Der Kläger beantragt,

die Bewertung der im Rahmen des Moduls Schuldrecht/Sachenrecht erbrachten Prüfungsleistung (Hausarbeit) mit „nicht ausreichend“ in der Fassung des Widerspruchsbescheides der Beklagten vom 24.10.2011 aufzuheben und die Beklagte zur Neubewertung dieser Prüfungsleistung unter Beachtung der Rechtsauffassung des Gerichts zu verpflichten.

Die Beklagte beantragt,

die Klage abzuweisen.

Zur Begründung trägt sie vor, die Notenvergabe sei in ausreichender Weise jedenfalls im Widerspruchsbescheid vom 24.10.2011 begründet worden. Rechtsgrundlage für die Bewertung der Hausarbeit mit der Note „nicht ausreichend“ sei § 9 Abs. 3 Satz 1 der einschlägigen Prüfungsordnung. Danach sei eine Prüfung mit „nicht ausreichend“ zu bewerten, wenn der Studierende versuche, das Ergebnis einer Prüfung durch Täuschung zu beeinflussen. Grundvoraussetzung einer zutreffenden Leistungsbewertung sei somit, dass der Prüfling die für den Erfolg seiner Prüfung maßgeblichen Leistungen persönlich und ohne fremde Hilfe erbringe. Nur in diesem Fall sei es gerechtfertigt, ihm die erbrachten Leistungen persönlich zuzurechnen und ihn hinsichtlich der daran geknüpften Berechtigungen günstiger zu stellen als andere, weniger erfolgreiche Prüflinge. Bereits die eingeräumte periphere gemeinsame Literaturrecherche erfülle den Tatbestand eines Täuschungsversuchs. Zwar seien Gespräche über die Lösung der Hausarbeit zwischen den Prüflingen nicht vollständig zu unterbinden.

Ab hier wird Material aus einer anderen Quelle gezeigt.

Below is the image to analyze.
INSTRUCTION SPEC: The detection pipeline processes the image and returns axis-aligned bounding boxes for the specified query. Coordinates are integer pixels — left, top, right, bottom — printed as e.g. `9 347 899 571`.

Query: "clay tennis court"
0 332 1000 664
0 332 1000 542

Zwangsläufige Folge einer gemeinsamen Literaturrecherche sei jedoch nicht, dass die eingereichten Lösungen in systematischer und inhaltlicher Hinsicht so starke Übereinstimmungen aufwiesen, wie es bei den Arbeiten des Klägers und des Herrn I. der Fall sei. Für die Erfüllung der Tatbestandsvoraussetzungen des § 9 Abs. 3 Satz 1 der Prüfungsordnung sei keine Absicht im Sinne eines bewussten und gewollten Zusammenwirkens der Prüflinge erforderlich. Es reiche in subjektiver Hinsicht aus, wenn die Prüflinge in Kauf nähmen, dass bei den Prüfern durch die Täuschungshandlung der Irrtum erregt werde, die Bearbeiter hätten den Text jeweils selbstständig verfasst. Eine solche Täuschungshandlung liege vor, wenn sich - wie im vorliegenden Fall - zwei Bearbeiter hinsichtlich wesentlicher Teile der Leistung unter einander so abstimmten, dass die individuelle Leistung nicht mehr erkennbar sei, gleichwohl aber die Arbeiten als eigenständige Leistungen eingereicht würden. Durch die teilweise wörtlichen Übereinstimmungen in den Hausarbeiten werde daher bei verständiger Würdigung der Anschein erweckt, dass die Kläger getäuscht hätten. Damit verschiebe sich durch den „Beweis des ersten Anscheins“ die materielle Beweislast zugunsten der Prüfungsbehörde.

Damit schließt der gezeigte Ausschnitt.